Il est étonnant de constater la similitude. Une machine intelligente doit traiter un grand nombre de données pour en extraire la solution optimale (ainsi, dans l’un de nos exemples précédents, la reconnaissance d’un visage). Un consommateur rationnel doit de même choisir la liste de produits qui satisferont ses besoins – une donnée pour eux de nature purement individuelle – compte tenu de son budget, et il choisira la solution optimale, celle qui, sous contrainte, maximisera sa satisfaction – un terme vague, emprunté au registre de l’apaisement de la soif ou de la faim. Il fera encore mieux, car il procédera à des « anticipations rationnelles » : il aura en effet calculé ce que sera le marché de demain et ce qu’il aura en moins dans sa bourse en fonction des impôts qu’il aura versés. Même chose pour l’entrepreneur « rationnel » qui prendra des décisions d’investissement en fonction de ses ressources financières, de l’état du marché et de ses évolutions à prévoir.
Tout cela, a-t-on fini par remarquer, ne tient aucun compte de la « complexité humaine ». Comme l’économie « comportementale » aura montré que divers facteurs autres que la préférence individuelle et la taille du porte-monnaie interviennent (des facteurs sociaux, culturels etc.), et qu’elle l’aura vérifié en laboratoire, sinon on ne la croirait pas, on se déclare prêt aujourd’hui à injecter des doses d’autres sciences humaines (la psychologie, la sociologie, la science politique) dans le modèle de base, autrement dit à complexifier un peu les équations pour se rapprocher des comportements effectifs. Mais voilà, on reste dans la perspective machiniste de l’optimisation sous contrainte, en ajoutant des facteurs.
Or, comme on l’a dit, les machines intelligentes ne fonctionnent que si leur domaine est à la fois strictement limité et doté de complétude. Rien de tel chez l’être humain d’abord parce qu’il n’a pas la puissance de calcul d’une machine (il ne peut comparer en un bref instant des quantités de produits et de prix), ensuite et surtout parce qu’il est mû par ce que Adam Smith appelait des « passions » parfaitement déraisonnables. Par exemple la passion de ce collectionneur qui n’a nullement l’intention d’être un vendeur ou un spéculateur, est totalement incompréhensible, puisque son « besoin » semble illimité. A y réfléchir, on s’aperçoit que la plupart des choix humains sont « irrationnels », n’en déplaise à ceux qui voient le choix d’un conjoint ou l’acte délinquant, voire criminel, comme le résultat d’un calcul coût/avantage. Et le plus fort est que les publicitaires le savent bien : ils ne vont pas seulement vous vanter les qualités d’un produit par rapport aux produits concurrents, ils vont lui associer les fantasmes les plus invraisemblables ou les plus délirants. Le choix rationnel existe certes,  mais il est de faible portée et très subordonné. C’est pourquoi une politique qui ne prendrait pas en considération les passions humaines serait vouée à l’échec ou ne réussirait que par une dictature sur les besoins, dictature dont le ciblage des centres d’intérêt du consommateur par les géants de l’internet à des fins publicitaires est déjà une forme.
Mais que faut-il entendre par « passions » ? Soyons simples. Au moins deux choses : des affects et des pulsions, ce dont toute machine est dénuée.

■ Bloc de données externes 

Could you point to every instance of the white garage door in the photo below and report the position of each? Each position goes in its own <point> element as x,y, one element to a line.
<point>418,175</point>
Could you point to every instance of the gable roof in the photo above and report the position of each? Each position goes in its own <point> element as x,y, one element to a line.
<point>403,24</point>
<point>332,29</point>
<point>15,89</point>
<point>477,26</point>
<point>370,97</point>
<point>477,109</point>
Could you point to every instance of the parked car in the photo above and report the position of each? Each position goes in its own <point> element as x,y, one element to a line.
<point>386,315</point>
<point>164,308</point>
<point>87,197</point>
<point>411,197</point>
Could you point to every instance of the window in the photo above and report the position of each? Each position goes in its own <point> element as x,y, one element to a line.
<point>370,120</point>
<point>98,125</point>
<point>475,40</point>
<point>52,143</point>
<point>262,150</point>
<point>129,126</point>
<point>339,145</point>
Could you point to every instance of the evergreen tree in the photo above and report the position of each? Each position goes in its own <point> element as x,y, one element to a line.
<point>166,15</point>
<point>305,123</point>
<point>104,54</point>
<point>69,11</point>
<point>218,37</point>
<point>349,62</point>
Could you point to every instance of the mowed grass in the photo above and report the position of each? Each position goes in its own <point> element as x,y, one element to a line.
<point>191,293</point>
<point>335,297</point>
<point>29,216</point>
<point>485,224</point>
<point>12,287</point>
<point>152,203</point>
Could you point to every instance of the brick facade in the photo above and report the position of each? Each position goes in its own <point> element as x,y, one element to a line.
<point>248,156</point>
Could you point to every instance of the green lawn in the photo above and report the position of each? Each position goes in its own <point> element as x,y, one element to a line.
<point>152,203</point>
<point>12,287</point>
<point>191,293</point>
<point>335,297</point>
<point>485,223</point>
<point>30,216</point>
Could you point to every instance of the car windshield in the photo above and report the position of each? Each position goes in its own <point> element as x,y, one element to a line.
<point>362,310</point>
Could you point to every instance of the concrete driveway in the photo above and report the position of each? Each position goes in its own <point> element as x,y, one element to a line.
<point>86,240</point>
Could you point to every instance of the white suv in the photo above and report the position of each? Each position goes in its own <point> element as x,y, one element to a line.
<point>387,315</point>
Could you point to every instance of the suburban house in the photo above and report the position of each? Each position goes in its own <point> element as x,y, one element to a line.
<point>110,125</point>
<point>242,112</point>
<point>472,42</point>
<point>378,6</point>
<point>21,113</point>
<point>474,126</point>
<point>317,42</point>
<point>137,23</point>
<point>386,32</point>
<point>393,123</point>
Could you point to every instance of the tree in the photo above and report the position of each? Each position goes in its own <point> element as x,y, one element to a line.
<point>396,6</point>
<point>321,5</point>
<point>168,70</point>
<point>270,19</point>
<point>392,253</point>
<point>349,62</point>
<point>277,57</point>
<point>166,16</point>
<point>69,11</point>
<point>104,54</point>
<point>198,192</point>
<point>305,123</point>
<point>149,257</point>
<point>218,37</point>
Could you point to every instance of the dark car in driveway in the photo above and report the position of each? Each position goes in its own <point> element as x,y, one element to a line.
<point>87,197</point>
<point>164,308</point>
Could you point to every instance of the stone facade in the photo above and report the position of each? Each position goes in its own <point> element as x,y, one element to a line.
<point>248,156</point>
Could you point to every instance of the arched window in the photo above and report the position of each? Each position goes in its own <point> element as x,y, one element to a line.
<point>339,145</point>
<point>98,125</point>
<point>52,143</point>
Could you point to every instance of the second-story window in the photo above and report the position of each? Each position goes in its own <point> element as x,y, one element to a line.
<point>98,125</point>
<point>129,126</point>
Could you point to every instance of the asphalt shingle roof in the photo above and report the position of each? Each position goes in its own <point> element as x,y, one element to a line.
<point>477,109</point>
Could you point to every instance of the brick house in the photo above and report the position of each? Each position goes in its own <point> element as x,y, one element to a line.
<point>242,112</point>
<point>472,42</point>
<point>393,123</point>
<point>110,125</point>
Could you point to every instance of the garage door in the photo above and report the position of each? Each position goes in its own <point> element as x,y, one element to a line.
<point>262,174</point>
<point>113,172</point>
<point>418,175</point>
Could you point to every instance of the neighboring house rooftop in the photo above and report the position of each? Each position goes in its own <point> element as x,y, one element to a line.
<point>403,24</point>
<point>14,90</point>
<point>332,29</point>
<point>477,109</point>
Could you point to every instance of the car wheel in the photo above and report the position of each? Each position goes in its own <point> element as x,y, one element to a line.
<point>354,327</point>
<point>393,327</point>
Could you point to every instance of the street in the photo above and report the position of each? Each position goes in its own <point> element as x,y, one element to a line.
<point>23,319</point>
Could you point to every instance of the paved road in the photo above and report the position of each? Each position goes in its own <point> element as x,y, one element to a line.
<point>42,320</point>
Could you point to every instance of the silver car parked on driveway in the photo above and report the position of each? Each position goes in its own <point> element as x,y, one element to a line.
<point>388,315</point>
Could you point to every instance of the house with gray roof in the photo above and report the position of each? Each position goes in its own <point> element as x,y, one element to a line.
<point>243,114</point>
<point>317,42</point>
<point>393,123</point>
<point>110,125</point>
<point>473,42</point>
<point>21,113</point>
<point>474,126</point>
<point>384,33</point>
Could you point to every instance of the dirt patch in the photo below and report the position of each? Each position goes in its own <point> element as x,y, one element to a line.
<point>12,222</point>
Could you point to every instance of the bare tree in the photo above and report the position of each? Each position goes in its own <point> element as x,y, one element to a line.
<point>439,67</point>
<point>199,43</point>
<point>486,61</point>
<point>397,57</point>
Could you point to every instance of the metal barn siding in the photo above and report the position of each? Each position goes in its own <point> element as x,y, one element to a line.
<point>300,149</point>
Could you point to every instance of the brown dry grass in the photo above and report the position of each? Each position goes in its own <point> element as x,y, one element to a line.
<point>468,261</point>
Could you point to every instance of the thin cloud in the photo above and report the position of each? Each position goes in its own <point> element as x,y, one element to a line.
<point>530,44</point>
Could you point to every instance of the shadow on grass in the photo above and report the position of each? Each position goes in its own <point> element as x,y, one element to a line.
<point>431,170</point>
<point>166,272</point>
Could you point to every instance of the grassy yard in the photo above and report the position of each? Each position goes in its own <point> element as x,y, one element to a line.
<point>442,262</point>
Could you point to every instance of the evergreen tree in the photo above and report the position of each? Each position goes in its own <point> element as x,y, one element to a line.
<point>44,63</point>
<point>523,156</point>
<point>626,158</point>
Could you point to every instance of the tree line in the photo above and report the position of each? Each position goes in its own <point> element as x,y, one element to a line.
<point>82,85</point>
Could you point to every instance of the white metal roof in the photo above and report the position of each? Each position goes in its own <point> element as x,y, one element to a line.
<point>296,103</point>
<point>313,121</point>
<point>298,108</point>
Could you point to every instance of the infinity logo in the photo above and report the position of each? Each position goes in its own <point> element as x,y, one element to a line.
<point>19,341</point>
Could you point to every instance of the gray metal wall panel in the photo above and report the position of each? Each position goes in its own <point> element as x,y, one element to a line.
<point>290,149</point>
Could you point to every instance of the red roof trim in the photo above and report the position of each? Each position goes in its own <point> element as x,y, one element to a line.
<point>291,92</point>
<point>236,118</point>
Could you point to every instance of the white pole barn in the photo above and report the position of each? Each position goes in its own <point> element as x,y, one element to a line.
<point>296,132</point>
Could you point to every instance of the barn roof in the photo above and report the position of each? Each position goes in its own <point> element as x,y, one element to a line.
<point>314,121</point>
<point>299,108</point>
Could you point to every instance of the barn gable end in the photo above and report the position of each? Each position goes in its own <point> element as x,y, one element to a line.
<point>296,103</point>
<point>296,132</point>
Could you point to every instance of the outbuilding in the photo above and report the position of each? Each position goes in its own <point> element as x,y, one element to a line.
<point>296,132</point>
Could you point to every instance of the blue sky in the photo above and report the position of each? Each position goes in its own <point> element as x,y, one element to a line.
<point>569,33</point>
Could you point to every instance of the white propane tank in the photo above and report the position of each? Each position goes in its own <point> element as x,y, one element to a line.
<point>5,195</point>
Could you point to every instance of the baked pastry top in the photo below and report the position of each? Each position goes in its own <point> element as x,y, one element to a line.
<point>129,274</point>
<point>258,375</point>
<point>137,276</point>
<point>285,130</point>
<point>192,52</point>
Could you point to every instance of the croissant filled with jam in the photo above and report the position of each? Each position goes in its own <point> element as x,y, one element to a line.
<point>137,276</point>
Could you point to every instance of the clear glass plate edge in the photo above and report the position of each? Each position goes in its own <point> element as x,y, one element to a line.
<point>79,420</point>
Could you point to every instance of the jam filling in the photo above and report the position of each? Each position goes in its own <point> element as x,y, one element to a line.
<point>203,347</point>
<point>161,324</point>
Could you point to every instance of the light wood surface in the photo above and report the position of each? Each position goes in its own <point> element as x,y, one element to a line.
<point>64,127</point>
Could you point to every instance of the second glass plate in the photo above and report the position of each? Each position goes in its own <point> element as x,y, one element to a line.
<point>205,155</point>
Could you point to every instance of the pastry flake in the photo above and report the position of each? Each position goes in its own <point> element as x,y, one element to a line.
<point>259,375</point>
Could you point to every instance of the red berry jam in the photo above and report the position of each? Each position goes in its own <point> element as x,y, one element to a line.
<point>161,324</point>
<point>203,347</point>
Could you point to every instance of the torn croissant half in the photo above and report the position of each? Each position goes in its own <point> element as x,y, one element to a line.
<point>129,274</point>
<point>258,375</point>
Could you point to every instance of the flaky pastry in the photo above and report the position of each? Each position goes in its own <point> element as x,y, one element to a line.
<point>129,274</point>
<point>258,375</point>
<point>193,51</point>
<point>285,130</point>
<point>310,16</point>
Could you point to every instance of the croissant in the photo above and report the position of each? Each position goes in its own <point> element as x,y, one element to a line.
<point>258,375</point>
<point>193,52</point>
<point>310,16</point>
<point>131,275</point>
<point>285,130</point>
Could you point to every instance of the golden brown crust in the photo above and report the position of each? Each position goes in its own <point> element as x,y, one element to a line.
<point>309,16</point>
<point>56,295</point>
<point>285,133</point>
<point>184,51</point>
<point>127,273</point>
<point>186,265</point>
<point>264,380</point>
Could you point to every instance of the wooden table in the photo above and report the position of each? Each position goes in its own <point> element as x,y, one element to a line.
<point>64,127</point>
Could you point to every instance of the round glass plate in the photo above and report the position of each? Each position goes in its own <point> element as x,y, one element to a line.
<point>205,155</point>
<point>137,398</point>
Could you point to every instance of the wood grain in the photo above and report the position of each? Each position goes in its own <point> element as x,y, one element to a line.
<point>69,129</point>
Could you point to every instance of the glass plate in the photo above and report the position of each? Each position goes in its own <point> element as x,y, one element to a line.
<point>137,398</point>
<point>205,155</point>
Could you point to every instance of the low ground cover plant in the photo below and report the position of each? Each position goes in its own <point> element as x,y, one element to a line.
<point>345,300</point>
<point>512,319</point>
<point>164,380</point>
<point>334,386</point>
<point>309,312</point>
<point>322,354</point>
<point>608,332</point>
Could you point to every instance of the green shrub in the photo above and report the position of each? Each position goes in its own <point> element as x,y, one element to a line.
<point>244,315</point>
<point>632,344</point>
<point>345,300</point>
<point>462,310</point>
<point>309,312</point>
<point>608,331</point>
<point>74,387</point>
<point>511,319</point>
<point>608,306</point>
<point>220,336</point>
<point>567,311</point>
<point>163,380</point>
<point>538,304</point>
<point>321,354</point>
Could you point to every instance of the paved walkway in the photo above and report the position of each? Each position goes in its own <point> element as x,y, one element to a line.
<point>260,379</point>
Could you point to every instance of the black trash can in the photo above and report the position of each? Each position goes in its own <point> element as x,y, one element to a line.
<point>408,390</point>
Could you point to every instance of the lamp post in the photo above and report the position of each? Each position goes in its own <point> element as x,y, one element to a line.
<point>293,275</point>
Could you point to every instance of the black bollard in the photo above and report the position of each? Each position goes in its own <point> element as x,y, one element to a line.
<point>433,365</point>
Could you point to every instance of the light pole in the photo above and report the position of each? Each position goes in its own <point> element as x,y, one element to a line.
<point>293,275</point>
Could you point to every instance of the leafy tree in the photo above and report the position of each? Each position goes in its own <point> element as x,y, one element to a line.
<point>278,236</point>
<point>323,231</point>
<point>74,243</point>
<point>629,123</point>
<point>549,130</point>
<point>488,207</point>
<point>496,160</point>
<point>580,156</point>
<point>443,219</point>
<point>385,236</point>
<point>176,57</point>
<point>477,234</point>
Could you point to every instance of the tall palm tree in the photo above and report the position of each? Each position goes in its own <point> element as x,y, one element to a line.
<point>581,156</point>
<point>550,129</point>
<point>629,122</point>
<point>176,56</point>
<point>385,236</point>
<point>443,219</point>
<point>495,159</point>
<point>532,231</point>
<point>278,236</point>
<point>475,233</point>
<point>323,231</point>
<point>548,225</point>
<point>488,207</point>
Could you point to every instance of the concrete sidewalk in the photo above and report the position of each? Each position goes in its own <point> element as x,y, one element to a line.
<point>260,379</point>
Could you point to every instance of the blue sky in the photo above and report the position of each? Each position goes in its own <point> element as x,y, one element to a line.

Les machines intelligentes ne peuvent que simuler des affects

Les concepteurs de machines ont voulu faire comme si elles avaient des émotions. De très nombreux laboratoires dans le monde s’attachent à créer des robots humanoïdes, avec lesquels on puisse communiquer comme avec des êtres humains. Le marché potentiel est immense, face à toutes les privations ou frustrations de liens interhumains. On crée donc des robots pour tenir compagnie à des personnes âgées et esseulées, pas forcément humanoïdes d’ailleurs (ils peuvent simuler un chien de compagnie), on crée des robots pour que les enfants puissent jouer avec comme de petits amis, on crée pour des adolescents attardés ou timides une « bonne copine » virtuelle ou matérielle (plus rarement un bon copain) afin de remplacer une copine réelle, on fabrique des robots sexuels pour des jeunes hommes (plus rarement des jeunes femmes) en panne de rapports réels (les Japonais sont très souvent vierges jusqu’à la trentaine). Est-il besoin de le dire, ces robots n’éprouvent aucune émotion, car ils n’ont que l’équivalent d’un bout de cortex, mais pas d’hypothalamus, pas de zones de plaisir. Ils ne présentent donc que des signes d’émotion (sourires, mouvements des yeux, quelques expressions langagières, et naturellement pas de signaux de stress ou de peur). Admettons que la reproduction des émotions humaines dans des robots « bio-inspirés » puisse aider les neurosciences à progresser, cela risque quand même de favoriser la robotisation des relations et des services les plus indispensables à l’équilibre psychique et de pousser les individus vers une forme d’autisme social (les enfants, eux, savent très bien faire la différence entre leurs jouets les plus imitatifs et les relations réelles).
La dérive machinique est encore plus grave quand on aborde le domaine des pulsions.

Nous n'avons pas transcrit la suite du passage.